My slightly battered library copy!

As some readers may already know, I also run a book blog based on my never ending TBR Pile, and one of my recent reads was a book about the Ladies of Llangollen, Eleanor Butler (1739-1829) and Sarah Ponsonby (1755-1831) by Mary Gordon. I was curious to learn more about the Ladies so I requested a book from the library called A Year with the Ladies of Llangollen edited by Elizabeth Mavor (Penguin, 1986). This comprises a selection of journal entries taken from Eleanor Butler’s journal, arranged from January to December to give a good idea of their seasonal activities from year to year.

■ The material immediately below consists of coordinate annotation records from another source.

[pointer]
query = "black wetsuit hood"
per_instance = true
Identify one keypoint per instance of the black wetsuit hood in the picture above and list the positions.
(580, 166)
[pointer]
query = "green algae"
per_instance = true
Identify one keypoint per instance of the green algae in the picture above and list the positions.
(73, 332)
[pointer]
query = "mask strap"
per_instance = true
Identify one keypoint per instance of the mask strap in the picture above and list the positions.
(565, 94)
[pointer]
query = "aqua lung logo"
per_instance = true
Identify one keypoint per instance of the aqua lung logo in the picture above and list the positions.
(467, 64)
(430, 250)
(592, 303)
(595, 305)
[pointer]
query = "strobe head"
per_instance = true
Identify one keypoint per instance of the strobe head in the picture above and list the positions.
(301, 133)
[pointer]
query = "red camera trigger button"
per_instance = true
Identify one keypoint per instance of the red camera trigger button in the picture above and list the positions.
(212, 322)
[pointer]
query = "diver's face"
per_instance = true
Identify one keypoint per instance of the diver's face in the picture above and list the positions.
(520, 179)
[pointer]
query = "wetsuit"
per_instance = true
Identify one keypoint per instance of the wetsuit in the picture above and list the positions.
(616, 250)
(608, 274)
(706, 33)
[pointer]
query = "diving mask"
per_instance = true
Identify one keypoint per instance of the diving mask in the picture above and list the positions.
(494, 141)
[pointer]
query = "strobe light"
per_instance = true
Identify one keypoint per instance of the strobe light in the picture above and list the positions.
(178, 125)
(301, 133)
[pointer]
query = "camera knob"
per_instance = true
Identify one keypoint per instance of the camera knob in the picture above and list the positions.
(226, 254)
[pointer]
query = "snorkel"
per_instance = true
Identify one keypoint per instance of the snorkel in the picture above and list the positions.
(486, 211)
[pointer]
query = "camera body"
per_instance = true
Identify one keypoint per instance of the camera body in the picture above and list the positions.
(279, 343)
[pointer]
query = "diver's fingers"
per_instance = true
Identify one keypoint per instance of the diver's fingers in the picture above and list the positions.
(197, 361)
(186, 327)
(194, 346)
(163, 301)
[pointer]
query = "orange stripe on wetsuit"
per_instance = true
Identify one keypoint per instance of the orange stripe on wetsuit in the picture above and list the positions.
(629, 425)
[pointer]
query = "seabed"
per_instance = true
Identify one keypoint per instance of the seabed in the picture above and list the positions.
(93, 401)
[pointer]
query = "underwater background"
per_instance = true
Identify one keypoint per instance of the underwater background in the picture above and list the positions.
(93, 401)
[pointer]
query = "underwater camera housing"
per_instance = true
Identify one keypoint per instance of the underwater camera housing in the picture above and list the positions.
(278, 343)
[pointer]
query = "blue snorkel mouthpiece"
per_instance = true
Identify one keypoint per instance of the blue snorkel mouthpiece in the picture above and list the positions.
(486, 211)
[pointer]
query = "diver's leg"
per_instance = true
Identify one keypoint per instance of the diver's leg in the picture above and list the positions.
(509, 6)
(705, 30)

In amongst the journal entries, written mainly by Eleanor Butler are extracts from the accounts kept by Sarah Ponsonby. The accounts give an indication of the practical housekeeping aspects of the Ladies’ lives, as also do the recipes that were included within the original journal. The women had servants, as befitted their social class, but I assume that they kept a close eye on what went on the kitchen to ensure that everything ran smoothly. I just want to mention a couple of the recipes here. I have been thinking that when I have time, I might play around and adapt some for a twenty-first century kitchen. If you remember, that is what Juliet Greenwood did as part of her research for her World War I novel We That Are Left (Honno Press). I made her version of seed cake from the recipe she adapted from that era. Very tasty it was too!

Journal Excerpt

January events…

Some of the recipes from the Ladies’ book strongly tempt my creative juices, though not perhaps anything involving a sheep’s head, neat’s tongue or sausage making. Some of the recipes are too robust for modern tastes I fear (well, mine anyway). Some dishes, such as stewed cucumber sound quite strange and not particularly palatable. Having said that, I am willing to give it a whirl, as it does not involve brains or eyes. Naturally, the recipes for cakes and biscuits have most interest for me, with the bonus that they are potentially adaptable to modern ovens and ingredients. I have picked out two recipes to give you an idea, quoting them exactly as Elizabeth Mavor has done, with the erratic punctuation and capitalisation.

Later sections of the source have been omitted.